Universal calibration
Since traditional machine-learning models are typically designed to perform a single task, calibrating them usually involves one task-specific method. On the other hand, since LLMs have the flexibility to perform many tasks, using a traditional method to calibrate that model for one task might hurt its performance on another task.
Calibrating an LLM often involves sampling from the model multiple times to obtain different predictions and then aggregating these predictions to obtain better-calibrated confidence. However, because these models have billions of parameters, the computational costs of such approaches rapidly add up.
“In a sense, large language models are universal because they can handle various tasks. So, we need a universal calibration method that can also handle many different tasks,” says Shen.
With Thermometer, the researchers developed a versatile technique that leverages a classical calibration method called temperature scaling to efficiently calibrate an LLM for a new task.
In this context, a “temperature” is a scaling parameter used to adjust a model’s confidence to be aligned with its prediction accuracy. Traditionally, one determines the right temperature using a labeled validation dataset of task-specific examples.
Since LLMs are often applied to new tasks, labeled datasets can be nearly impossible to acquire. For instance, a user who wants to deploy an LLM to answer customer questions about a new product likely does not have a dataset containing such questions and answers.
Instead of using a labeled dataset, the researchers train an auxiliary model that runs on top of an LLM to automatically predict the temperature needed to calibrate it for this new task.
They use labeled datasets of a few representative tasks to train the Thermometer model, but then once it has been trained, it can generalize to new tasks in a similar category without the need for additional labeled data.

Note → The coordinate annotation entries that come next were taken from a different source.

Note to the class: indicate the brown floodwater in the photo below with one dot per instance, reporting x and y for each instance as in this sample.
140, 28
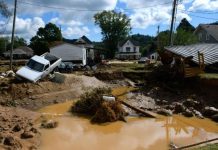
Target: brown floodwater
78, 133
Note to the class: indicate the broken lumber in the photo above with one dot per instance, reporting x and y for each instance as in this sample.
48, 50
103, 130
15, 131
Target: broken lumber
145, 113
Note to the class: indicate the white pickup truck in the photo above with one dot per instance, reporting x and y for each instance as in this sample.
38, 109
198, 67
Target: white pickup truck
38, 67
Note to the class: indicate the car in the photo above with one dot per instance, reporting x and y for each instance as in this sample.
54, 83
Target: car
142, 60
38, 67
66, 67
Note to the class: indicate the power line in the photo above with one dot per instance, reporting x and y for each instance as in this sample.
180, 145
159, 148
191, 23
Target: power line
74, 9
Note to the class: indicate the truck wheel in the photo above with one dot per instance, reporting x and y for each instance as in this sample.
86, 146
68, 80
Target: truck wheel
55, 70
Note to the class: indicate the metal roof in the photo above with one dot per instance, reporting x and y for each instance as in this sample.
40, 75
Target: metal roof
210, 52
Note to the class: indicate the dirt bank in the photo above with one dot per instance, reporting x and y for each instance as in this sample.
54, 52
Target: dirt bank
17, 130
34, 96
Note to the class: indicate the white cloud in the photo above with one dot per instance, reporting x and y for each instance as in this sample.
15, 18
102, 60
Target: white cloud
75, 31
204, 5
147, 13
25, 28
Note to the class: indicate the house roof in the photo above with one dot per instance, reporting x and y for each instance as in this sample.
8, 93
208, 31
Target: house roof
21, 50
86, 39
210, 29
121, 43
210, 52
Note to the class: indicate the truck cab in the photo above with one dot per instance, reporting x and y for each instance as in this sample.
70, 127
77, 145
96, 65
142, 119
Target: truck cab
38, 67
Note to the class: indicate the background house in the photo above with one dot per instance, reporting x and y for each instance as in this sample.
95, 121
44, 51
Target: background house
69, 52
128, 49
207, 33
152, 55
83, 42
20, 53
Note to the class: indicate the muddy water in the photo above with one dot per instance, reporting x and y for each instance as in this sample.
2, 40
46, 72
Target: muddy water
137, 134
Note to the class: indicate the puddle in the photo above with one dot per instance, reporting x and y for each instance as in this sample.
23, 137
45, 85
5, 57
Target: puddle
137, 134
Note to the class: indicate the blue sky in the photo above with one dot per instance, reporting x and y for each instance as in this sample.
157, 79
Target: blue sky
76, 16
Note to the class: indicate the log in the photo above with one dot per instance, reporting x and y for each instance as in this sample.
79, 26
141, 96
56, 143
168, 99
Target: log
145, 113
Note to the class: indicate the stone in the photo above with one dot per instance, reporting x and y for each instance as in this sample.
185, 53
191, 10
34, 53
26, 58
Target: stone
165, 112
192, 103
187, 113
179, 108
17, 128
49, 124
10, 73
210, 111
27, 134
10, 141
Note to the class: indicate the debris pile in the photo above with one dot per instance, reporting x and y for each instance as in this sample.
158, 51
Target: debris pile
91, 103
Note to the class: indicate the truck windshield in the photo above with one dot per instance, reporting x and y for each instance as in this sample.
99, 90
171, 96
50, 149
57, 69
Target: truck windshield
35, 65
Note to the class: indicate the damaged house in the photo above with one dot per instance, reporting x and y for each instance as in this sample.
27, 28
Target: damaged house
194, 59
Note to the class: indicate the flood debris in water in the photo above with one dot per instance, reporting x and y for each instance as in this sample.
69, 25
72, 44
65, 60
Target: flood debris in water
91, 103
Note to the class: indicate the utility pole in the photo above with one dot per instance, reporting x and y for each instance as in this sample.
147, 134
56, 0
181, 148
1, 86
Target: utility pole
12, 36
158, 39
172, 22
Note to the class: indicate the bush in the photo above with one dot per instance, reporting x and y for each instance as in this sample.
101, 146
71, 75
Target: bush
91, 103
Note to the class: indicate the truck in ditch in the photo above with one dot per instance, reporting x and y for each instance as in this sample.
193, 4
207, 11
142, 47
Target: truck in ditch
38, 67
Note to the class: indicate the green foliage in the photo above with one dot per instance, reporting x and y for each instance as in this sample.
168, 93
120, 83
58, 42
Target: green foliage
3, 44
44, 37
114, 28
146, 43
183, 37
18, 41
185, 26
4, 11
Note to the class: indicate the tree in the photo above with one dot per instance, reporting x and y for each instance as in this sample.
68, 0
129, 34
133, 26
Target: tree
185, 26
3, 44
4, 11
114, 28
18, 41
183, 37
45, 37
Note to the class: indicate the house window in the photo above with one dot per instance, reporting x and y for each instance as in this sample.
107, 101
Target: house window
127, 49
200, 36
207, 37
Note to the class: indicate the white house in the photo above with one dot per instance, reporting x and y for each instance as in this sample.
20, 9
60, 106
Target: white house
128, 49
70, 52
152, 56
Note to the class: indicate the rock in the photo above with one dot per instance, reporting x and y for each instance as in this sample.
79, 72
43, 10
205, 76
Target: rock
165, 112
210, 111
17, 128
192, 103
50, 124
34, 130
215, 117
55, 101
179, 108
10, 73
198, 114
10, 141
27, 134
187, 113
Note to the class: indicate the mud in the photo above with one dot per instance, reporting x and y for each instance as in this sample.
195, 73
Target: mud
76, 132
34, 96
17, 129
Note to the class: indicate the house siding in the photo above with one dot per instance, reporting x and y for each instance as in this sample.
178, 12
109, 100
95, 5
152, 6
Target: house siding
202, 37
69, 52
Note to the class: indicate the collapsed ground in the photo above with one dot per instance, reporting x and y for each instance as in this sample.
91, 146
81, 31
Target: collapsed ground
157, 91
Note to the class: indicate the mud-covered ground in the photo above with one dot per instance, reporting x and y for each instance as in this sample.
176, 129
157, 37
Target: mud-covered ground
17, 129
166, 97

A Thermometer model trained on a collection of multiple-choice question datasets, perhaps including one with algebra questions and one with medical questions, could be used to calibrate an LLM that will answer questions about geometry or biology, for instance.

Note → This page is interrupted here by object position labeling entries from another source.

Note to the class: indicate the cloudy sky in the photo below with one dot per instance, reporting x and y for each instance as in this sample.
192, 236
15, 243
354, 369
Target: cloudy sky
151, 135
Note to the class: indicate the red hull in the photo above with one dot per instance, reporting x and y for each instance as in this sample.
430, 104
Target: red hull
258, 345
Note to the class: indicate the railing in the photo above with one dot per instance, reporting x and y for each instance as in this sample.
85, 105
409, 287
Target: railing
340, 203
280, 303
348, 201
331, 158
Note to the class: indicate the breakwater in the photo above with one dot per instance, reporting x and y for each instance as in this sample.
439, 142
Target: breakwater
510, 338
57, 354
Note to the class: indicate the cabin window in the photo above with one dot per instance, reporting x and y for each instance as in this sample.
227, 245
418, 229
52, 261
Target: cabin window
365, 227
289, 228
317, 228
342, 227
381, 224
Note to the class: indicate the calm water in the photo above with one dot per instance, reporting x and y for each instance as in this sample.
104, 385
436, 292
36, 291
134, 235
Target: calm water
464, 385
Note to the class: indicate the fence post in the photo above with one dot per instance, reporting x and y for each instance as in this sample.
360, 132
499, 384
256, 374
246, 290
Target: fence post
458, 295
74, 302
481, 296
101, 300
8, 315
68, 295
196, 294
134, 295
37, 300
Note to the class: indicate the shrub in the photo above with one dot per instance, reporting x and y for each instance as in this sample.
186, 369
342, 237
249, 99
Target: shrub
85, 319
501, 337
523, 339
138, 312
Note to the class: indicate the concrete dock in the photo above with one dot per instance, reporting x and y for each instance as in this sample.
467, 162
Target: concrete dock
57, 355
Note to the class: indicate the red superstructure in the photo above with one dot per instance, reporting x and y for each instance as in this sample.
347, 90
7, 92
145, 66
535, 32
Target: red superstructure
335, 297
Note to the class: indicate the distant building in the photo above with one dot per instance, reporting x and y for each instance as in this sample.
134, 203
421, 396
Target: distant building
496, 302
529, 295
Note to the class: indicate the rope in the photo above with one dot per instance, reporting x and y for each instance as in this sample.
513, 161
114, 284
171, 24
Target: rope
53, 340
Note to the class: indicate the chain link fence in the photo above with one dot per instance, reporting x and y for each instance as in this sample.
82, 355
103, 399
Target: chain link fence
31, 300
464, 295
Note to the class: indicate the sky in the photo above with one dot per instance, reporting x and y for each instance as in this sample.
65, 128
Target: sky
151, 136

“The aspirational goal is for it to work on any task, but we are not quite there yet,” Ghosh says.
The Thermometer model only needs to access a small part of the LLM’s inner workings to predict the right temperature that will calibrate its prediction for data points of a specific task.
An efficient approach
Importantly, the technique does not require multiple training runs and only slightly slows the LLM. Plus, since temperature scaling does not alter a model’s predictions, Thermometer preserves its accuracy.
When they compared Thermometer to several baselines on multiple tasks, it consistently produced better-calibrated uncertainty measures while requiring much less computation.

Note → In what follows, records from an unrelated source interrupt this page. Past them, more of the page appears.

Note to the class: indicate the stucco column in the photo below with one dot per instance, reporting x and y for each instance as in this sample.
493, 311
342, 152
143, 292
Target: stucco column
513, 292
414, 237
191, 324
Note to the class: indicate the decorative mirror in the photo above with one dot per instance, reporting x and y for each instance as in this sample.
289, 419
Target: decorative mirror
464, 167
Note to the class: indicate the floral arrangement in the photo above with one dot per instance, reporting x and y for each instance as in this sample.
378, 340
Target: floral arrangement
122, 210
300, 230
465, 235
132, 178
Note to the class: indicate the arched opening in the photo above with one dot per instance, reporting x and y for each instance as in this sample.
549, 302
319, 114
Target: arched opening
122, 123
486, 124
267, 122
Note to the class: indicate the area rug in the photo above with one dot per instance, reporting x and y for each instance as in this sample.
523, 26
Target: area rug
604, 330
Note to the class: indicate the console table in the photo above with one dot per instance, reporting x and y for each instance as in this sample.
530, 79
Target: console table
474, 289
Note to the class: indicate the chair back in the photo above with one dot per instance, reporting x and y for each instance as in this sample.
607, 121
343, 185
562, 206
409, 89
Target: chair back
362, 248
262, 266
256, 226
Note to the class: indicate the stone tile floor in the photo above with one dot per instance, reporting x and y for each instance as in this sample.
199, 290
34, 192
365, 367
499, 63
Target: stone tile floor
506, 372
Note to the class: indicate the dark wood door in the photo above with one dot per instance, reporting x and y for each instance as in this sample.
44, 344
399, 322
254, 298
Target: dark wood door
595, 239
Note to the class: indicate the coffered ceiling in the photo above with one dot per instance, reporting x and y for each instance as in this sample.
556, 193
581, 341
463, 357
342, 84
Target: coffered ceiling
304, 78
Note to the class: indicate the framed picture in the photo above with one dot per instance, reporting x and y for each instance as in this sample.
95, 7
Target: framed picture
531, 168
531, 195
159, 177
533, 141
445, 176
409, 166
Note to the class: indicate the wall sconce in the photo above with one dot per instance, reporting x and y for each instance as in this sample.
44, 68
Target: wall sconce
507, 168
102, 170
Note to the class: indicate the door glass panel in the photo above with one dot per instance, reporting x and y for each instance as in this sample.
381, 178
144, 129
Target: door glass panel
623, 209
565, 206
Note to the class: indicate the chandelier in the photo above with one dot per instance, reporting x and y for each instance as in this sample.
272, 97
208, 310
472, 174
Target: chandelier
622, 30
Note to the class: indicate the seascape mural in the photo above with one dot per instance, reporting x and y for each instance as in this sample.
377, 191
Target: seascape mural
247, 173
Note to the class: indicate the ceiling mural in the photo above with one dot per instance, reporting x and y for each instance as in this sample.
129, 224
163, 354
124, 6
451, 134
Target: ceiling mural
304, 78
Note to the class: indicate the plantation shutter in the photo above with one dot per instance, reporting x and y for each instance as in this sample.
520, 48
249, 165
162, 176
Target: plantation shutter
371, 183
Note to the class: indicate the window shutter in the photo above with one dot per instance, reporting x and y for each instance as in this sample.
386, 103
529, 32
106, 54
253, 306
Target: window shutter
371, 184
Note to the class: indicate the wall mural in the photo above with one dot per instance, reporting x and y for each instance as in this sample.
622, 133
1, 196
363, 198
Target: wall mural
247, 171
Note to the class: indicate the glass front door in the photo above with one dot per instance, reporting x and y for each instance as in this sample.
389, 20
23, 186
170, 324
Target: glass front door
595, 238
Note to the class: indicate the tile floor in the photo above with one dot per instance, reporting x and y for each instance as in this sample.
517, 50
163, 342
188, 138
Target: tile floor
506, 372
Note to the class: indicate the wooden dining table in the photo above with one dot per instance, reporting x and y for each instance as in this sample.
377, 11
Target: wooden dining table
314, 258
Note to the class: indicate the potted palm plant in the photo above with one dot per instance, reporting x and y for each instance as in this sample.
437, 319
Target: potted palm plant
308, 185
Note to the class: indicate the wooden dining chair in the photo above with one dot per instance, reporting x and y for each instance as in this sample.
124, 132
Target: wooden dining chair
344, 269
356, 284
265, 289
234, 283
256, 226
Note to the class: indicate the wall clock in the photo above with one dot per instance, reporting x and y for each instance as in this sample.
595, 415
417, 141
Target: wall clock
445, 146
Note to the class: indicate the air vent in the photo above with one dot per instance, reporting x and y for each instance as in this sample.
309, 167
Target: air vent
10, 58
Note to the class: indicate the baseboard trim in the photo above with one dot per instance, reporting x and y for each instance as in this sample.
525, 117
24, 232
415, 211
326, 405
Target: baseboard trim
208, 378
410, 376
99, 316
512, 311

“As long as we train a Thermometer model on a sufficiently large number of tasks, it should be able to generalize well across any new task, just like a large language model, it is also a universal model,” Shen adds.
The researchers also found that if they train a Thermometer model for a smaller LLM, it can be directly applied to calibrate a larger LLM within the same family.
In the future, they want to adapt Thermometer for more complex text-generation tasks and apply the technique to even larger LLMs. The researchers also hope to quantify the diversity and number of labeled datasets one would need to train a Thermometer model so it can generalize to a new task.
This research was funded, in part, by the MIT-IBM Watson AI Lab.